American natural gas and heating oil bills will be higher this winter than previously thought, the U.S. government said on Wednesday.
/ Source: Reuters

The utility bills to warm American homes with natural gas and heating oil will be higher this winter than previously thought, the U.S. government said on Wednesday.

The U.S. Energy Information Administration raised its estimate for the average winter price for residential natural gas to $9.57 per thousand cubic feet from its estimate of $9.24 last month.

That would boost the total winter natural gas bill for the average household by $18 over the previous forecast to $866, according to the Energy Department's analytical arm.

The average natural gas bill last winter was $799 based on a gas price of $8.39.

The price for heating oil was revised up a penny to $1.38 a gallon, EIA said, raising the total average winter bill to $951 from a previous forecast of $947.

Last winter, a heating oil price of $1.34 resulted in an average household bill of $991. The average heating oil bill was higher compared to this winter because demand for heating fuel was much stronger due to colder temperatures.

Separately, the agency raised its estimate for the average gasoline pump price during the January-March period by 1 penny to $1.52 a gallon and 2 cents higher in the second quarter to $1.57.

"Due to high crude oil costs and the tight inventory situation, pump prices may increase on a monthly basis through the rest of winter and into late spring," EIA said.

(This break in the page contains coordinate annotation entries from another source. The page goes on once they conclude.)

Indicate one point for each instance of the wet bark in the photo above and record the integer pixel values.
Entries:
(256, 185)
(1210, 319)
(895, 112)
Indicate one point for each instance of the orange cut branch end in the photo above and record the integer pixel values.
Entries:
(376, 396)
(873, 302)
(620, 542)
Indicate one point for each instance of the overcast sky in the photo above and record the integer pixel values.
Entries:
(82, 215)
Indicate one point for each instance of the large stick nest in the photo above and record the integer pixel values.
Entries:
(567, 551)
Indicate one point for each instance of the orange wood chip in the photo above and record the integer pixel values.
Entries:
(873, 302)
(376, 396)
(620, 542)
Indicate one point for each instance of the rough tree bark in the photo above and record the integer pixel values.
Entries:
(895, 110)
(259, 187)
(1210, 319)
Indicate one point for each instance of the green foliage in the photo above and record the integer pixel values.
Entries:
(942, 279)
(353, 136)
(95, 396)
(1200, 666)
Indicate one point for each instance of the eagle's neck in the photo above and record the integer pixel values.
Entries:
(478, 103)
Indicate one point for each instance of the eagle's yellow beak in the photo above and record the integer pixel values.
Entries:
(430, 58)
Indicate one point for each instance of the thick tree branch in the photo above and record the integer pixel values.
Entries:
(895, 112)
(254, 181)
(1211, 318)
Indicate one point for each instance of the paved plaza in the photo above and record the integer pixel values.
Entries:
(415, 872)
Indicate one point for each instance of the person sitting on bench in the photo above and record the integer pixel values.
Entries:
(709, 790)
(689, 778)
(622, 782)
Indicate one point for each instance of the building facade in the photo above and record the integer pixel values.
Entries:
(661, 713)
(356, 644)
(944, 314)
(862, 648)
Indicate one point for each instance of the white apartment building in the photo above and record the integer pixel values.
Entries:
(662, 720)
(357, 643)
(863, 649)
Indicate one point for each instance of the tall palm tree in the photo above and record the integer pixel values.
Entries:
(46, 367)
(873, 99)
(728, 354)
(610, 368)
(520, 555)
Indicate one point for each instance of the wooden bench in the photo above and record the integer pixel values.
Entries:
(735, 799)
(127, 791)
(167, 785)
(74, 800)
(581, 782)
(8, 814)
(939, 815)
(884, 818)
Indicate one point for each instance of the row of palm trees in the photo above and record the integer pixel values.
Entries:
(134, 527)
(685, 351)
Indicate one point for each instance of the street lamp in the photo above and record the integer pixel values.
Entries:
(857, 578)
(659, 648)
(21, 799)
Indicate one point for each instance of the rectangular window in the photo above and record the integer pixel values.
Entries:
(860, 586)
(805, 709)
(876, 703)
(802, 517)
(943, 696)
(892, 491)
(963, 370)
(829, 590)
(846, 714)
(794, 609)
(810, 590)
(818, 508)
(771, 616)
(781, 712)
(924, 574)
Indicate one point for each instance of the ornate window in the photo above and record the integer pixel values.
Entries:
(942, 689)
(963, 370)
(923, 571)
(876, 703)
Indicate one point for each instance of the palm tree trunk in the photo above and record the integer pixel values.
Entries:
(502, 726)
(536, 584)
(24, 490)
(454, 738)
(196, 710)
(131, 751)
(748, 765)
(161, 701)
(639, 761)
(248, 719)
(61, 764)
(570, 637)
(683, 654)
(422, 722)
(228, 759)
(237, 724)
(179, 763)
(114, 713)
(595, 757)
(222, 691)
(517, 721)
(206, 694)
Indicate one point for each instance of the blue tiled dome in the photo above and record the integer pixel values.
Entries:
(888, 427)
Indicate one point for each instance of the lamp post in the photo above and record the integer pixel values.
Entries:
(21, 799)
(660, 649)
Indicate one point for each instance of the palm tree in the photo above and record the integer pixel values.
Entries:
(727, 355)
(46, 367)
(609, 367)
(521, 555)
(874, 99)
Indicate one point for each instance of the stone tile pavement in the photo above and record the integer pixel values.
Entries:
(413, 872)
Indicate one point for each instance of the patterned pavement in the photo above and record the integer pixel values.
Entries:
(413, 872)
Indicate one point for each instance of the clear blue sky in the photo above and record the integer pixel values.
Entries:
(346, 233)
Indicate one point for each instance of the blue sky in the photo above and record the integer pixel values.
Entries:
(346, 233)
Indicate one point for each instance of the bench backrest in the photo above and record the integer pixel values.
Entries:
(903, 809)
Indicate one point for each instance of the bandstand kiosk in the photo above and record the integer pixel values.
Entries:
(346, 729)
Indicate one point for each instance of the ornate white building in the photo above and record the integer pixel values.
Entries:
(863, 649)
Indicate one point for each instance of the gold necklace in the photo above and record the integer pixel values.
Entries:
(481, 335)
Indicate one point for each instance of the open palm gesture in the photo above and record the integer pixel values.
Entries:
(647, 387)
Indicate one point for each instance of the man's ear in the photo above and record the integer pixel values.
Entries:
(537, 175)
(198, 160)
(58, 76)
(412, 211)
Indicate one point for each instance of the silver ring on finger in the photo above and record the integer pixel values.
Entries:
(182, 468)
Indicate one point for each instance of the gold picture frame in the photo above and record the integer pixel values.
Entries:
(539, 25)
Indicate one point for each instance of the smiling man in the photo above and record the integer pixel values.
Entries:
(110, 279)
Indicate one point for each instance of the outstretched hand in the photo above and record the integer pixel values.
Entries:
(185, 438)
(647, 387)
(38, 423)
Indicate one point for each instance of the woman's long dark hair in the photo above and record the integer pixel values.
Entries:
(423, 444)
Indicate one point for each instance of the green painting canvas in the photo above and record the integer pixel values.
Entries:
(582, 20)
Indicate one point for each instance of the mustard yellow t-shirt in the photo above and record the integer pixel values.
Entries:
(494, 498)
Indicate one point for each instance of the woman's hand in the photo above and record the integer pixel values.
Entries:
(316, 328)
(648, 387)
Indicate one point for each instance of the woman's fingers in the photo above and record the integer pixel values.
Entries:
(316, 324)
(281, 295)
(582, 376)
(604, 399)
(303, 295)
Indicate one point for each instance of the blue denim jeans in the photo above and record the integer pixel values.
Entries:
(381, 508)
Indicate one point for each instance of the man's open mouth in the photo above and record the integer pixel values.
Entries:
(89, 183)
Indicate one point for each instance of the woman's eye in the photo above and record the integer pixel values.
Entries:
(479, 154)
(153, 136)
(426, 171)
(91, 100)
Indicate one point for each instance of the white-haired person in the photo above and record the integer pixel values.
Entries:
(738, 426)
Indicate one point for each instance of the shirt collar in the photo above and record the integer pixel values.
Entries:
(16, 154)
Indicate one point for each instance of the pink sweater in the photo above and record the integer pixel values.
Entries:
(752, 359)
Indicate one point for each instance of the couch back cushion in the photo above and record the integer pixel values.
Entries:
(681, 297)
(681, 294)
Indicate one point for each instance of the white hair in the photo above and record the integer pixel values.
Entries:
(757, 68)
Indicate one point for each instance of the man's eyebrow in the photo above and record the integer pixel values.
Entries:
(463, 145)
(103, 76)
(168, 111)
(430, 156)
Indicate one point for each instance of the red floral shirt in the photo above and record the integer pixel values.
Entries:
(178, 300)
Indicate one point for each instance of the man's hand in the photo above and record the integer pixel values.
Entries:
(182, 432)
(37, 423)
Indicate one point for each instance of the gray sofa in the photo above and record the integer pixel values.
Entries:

Other highlights of EIA's monthly energy forecast were:

  • U.S. crude oil should average $31.35 a barrel this winter, up 85 cents from the prior estimate, due to strong oil demand and tight oil inventories.
  • OPEC oil production is almost 1.5 million barrels per day (bpd) above the cartel's official output quota.
  • U.S. oil demand in 2003 grew 1.4 percent to about 20 million bpd, and in 2004 is expected to climb another 390,000 bpd, or 1.9 percent.
  • Electricity demand is expected to grow by 2.2 percent this year and 2.3 percent in 2005 as the U.S. economy expands.